I’ve never been a big fan of David Allen’s Getting Things Done® method – all that sorting and categorising of endless lists bores me. But I am a huge fan of getting stuff done. Many years ago after yet another time management course at work I realised that what helped me to get things done was to have a very short list of to-dos everyday.
In a later course I realised it was an unconscious use of Steven Covey’s notion of assessing tasks in terms urgent/important.
It was then I realised that what I valued was getting stuff done. Not sitting down making lists and categorising. But rather clearly identifying actions that would lead towards achievement of my goals and objectives. Identifying the top three or four things I could do everyday to help to make those things happen.
But many of my goals, both business and personal, needed the assistance and cooperation of other people, and it became clear that social capital was an important consideration.
The bigger the goals the more likely it is that social capital will play a significant part in the process. The big question for getting stuff done is how to marshal sufficient resources (money, people, effort, time). But the next most important thing is how to turn ideas from just my ideas into our ideas. That is, ideas into which a group of people are willing to invest their resources.
This remains true for any group activity.
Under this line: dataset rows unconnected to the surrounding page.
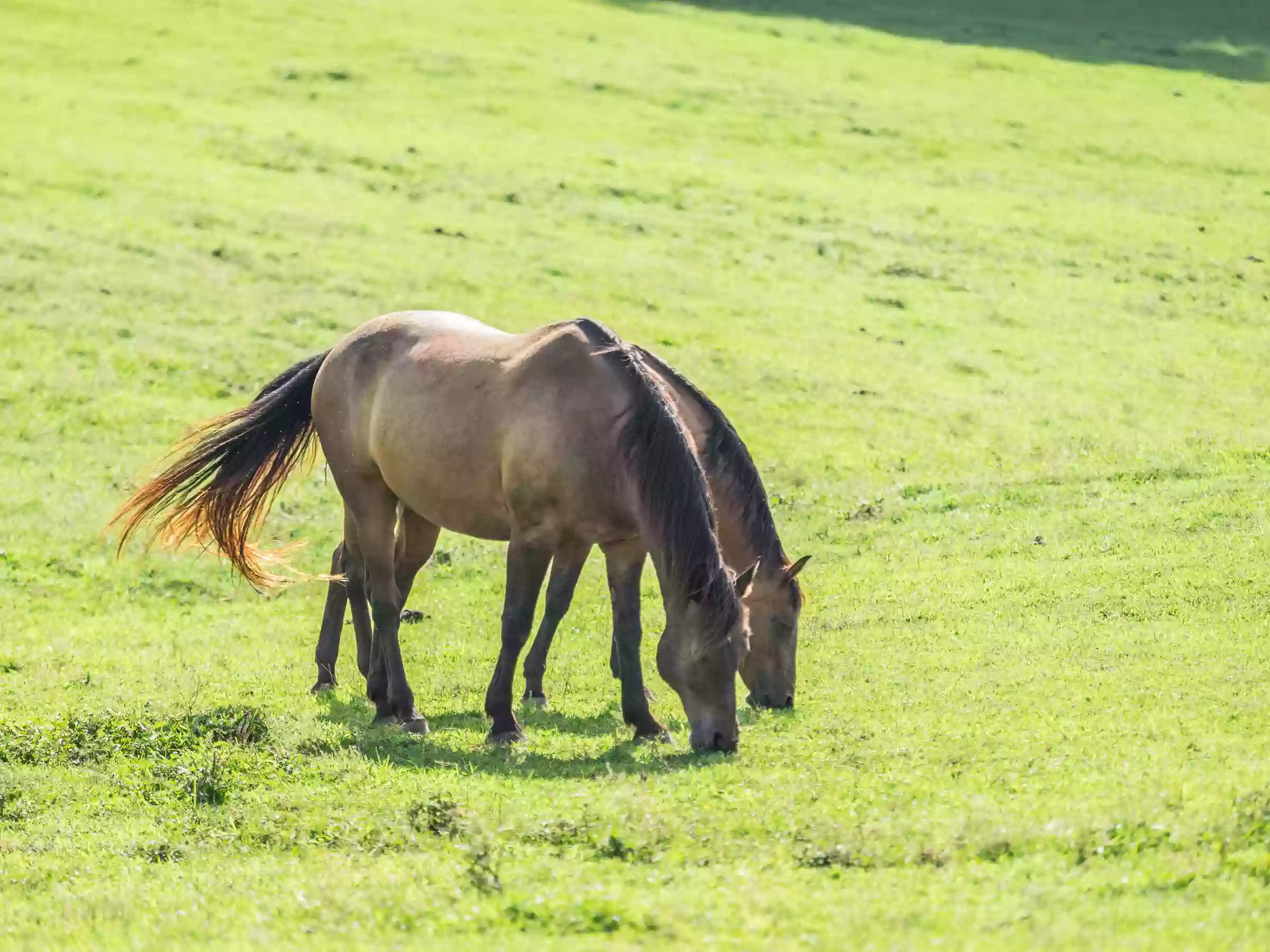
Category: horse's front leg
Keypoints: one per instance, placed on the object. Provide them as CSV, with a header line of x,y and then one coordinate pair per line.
x,y
332,625
625,565
566,568
526,568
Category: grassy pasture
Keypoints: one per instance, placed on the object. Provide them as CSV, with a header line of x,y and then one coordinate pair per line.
x,y
986,290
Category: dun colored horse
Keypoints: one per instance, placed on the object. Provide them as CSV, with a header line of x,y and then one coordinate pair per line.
x,y
747,535
554,441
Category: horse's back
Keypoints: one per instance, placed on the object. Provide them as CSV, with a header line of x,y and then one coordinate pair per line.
x,y
474,428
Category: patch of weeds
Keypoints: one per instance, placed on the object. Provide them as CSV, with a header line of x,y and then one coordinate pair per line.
x,y
206,785
482,866
441,817
817,857
158,851
559,833
589,917
867,509
903,271
1123,838
615,848
89,737
14,807
996,852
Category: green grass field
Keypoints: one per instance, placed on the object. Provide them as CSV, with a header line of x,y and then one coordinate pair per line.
x,y
981,286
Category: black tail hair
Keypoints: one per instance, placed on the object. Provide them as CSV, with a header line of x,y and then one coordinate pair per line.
x,y
220,490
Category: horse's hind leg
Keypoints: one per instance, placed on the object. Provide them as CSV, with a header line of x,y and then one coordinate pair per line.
x,y
526,568
374,517
625,566
332,625
566,568
416,541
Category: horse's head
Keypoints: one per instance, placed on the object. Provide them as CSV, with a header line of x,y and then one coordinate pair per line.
x,y
774,605
699,661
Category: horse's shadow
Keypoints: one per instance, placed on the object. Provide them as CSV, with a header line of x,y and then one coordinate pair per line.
x,y
449,746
It means that we get things done in a social economy and that we are constantly trading in social capital.
For most activities goodwill and intrinsic motivation are the things that get people involved. Even for projects where there is strong extrinsic reward it is my experience that those rewards do not motivate people in sustainable ways. This is borne out by research by Dan Pink.
We need to build good relationships and share social capital in order to be able to find and maintain collaborators.
Thus lists are only as good as the social capital that can be harnessed to get things done. It means that we need to be storing up goodwill, good karma, for when we need it.
Psychologists talk about the importance of reciprocity . It is interesting to consider how ideas like social capital and reciprocity are important for getting things done.